Improving the repeatability of deep learning models with Monte Carlo dropout

论文作者

Lemay, Andreanne, Hoebel, Katharina, Bridge, Christopher P., Befano, Brian, De Sanjosé, Silvia, Egemen, Diden, Rodriguez, Ana Cecilia, Schiffman, Mark, Campbell, John Peter, Kalpathy-Cramer, Jayashree

论文摘要

将人工智能整合到临床工作流程中需要可靠，可靠的模型。可重复性是模型鲁棒性的关键属性。在相似条件下进行的独立测试期间，可重复的模型输出预测较低。在模型开发和评估期间，在很少评估模型可重复性的同时，非常关注分类性能，从而导致在临床实践中无法使用的模型的发展。

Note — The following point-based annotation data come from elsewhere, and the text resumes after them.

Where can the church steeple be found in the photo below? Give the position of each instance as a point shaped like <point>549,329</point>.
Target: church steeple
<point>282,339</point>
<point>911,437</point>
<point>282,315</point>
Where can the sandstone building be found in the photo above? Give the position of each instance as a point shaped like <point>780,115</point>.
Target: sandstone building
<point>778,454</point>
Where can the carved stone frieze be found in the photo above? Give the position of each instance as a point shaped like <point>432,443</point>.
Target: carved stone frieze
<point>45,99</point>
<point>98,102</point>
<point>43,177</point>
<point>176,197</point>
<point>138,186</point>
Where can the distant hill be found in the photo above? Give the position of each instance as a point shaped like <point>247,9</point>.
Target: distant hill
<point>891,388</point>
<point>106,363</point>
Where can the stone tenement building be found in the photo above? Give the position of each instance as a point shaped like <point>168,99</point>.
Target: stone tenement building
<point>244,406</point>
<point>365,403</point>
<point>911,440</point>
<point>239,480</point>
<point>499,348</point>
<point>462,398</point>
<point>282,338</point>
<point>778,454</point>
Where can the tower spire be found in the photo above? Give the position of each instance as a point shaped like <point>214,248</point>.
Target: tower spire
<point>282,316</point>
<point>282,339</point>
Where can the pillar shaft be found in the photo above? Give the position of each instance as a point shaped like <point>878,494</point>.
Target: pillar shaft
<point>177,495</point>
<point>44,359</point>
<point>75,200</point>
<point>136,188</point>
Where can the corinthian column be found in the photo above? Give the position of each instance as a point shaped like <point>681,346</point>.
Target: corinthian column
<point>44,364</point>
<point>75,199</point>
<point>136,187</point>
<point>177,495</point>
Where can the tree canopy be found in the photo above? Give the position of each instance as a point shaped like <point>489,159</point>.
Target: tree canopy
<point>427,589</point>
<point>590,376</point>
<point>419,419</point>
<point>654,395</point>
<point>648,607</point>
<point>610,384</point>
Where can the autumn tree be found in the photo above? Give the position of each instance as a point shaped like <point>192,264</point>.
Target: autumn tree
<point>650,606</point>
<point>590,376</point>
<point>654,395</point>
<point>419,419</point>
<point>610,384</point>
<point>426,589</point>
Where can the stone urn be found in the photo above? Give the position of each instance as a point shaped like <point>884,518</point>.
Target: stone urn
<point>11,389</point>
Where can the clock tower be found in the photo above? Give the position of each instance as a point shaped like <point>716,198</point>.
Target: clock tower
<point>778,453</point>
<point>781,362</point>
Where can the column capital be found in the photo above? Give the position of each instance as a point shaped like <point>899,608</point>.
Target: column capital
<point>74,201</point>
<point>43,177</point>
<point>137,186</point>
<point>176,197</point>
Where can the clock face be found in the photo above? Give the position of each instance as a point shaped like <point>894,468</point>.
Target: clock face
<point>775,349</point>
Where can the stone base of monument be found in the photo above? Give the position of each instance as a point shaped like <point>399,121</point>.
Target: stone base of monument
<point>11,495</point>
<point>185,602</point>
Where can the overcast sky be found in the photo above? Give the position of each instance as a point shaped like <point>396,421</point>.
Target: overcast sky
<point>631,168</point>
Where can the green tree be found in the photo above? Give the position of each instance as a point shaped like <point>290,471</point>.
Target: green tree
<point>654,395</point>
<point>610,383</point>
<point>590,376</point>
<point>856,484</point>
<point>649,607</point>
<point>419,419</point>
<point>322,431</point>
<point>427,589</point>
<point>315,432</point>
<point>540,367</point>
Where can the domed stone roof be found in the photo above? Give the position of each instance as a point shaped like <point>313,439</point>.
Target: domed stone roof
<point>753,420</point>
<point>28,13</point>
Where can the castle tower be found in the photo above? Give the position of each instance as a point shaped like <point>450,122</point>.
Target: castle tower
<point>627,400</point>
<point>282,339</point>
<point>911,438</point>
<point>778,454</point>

在这项工作中，我们评估了在同一访问期间从同一患者获取的四种模型类型（二进制分类，多类分类，序数分类和回归）的可重复性。我们研究了来自公共和私人数据集的四个医学图像分类任务的二元，多级，序数和回归模型的性能：膝关节骨关节炎，宫颈癌筛查，乳房密度估计和早产性视网膜病变。测量可重复性并在重新网络和登录结构上进行比较。此外，我们评估了测试时间对蒙特卡洛辍学预测进行采样的影响，对分类性能和可重复性。利用Monte Carlo预测可显着提高二进制，多级和序数模型的所有任务的重复性，从而导致一致性的95 \％限制的平均降低16％，而分析率的平均限制降低了7％。分类精度在大多数设置以及可重复性方面都提高了。我们的结果表明，超过约20个蒙特卡洛迭代，重复性没有进一步的增益。除了较高的测试一致性外，蒙特卡洛预测得到了更好的校准，从而导致输出概率更准确地反映了正确分类的真实可能性。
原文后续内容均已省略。